In der vergangenen Trainingswoche hat sich bei den Dachau Spurs mit Matheus Holderer de Vasconcelos ein Langzeitverletzter im Training zurückgemeldet. Ein weiterer kleiner Mosaikstein fügt sich also bei den Basketballern des TSV 1865 Dachau ins positive Gesamtbild, dass die Mannschaft von Coach Igor Jurakic derzeit bietet. Das Heimspiel gegen die nach drei Spieltagen noch sieglosen Green Devils aus Schrobenhausen birgt allerdings auch eine gewisse Gefahr.

„Wir dürfen die Schrobenhauser auf keinen Fall auf die leichte Schulter nehmen“, betont Jurakic, der von seiner Mannschaft den gleichen Einsatz einfordert wie zuletzt beim Kampfsieg in Wolnzach. Die Gäste gehen in ihre vierte Saison in der 2. Regionalliga, und es hat schon das eine oder andere denkwürdige Duell mit den 65ern gegeben. Beispiel vergangene Saison, als die Green Devils in der Vorrunde in Dachau denkbar knapp (89:87) gewann. Am letzten Spieltag kam es in Schrobenhausen zum kleinen Schicksalsspiel, das die grünen Teufel gewinnen mussten, um sicher in der Liga zu bleiben. Sie verloren zwar gegen die Dachau Spurs klar (87:95), blieben dann aber doch in der 2. Regionalliga.

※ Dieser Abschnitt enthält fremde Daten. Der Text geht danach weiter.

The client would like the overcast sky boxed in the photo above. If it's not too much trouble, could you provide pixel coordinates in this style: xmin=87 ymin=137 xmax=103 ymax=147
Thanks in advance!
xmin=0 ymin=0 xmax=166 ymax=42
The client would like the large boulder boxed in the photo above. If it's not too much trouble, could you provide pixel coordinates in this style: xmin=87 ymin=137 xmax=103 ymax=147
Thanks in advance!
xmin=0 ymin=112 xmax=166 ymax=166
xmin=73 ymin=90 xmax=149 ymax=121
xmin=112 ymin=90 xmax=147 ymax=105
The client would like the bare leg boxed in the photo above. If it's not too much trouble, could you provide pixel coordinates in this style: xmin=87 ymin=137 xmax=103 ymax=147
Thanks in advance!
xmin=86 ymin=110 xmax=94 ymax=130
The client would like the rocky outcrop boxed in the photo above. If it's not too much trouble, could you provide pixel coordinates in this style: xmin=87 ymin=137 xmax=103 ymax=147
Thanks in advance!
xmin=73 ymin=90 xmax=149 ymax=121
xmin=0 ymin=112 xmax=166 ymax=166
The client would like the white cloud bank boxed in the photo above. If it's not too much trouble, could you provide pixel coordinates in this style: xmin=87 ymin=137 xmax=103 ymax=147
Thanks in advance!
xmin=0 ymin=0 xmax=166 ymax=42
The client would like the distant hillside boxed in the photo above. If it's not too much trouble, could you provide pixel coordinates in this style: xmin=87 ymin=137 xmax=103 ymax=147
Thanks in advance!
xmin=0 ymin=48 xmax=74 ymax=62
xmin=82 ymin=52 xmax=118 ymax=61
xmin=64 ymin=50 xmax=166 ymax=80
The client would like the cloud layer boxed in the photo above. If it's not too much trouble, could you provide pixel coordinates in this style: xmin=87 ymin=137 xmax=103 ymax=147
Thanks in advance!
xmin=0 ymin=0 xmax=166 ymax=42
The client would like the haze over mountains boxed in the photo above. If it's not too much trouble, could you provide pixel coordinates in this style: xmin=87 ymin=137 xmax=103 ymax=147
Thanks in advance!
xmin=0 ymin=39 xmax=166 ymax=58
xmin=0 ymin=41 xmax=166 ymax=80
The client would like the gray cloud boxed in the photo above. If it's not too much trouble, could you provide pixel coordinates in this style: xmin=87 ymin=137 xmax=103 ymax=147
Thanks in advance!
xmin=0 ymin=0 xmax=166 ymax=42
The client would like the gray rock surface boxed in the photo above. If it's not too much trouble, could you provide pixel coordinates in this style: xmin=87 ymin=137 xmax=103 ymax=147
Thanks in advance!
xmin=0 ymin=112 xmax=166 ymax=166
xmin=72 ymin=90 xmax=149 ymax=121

Verzichten muss Spurs-Coach Igor Jurakic weiterhin auf den verletzten Flo Widmann (Sprunggelenk) sowie auf Julius Glück (England-Aufenthalt) und Ole Fischer (beruflich verhindert). Dafür ist nach seiner langwierigen Knieverletzung Matheus Holderer de Vasconcelos in das Mannschaftstraining eingestiegen. „Er wird nicht lange brauchen, so wie es aussieht. Er wird uns bald wieder helfen“, freut sich Jurakic. Ein Fragezeichen steht noch hinter Youngster Sebastian Wolf, der an einer schmerzhaften Schulterprellung aus dem Wolnzach-Spiel laboriert.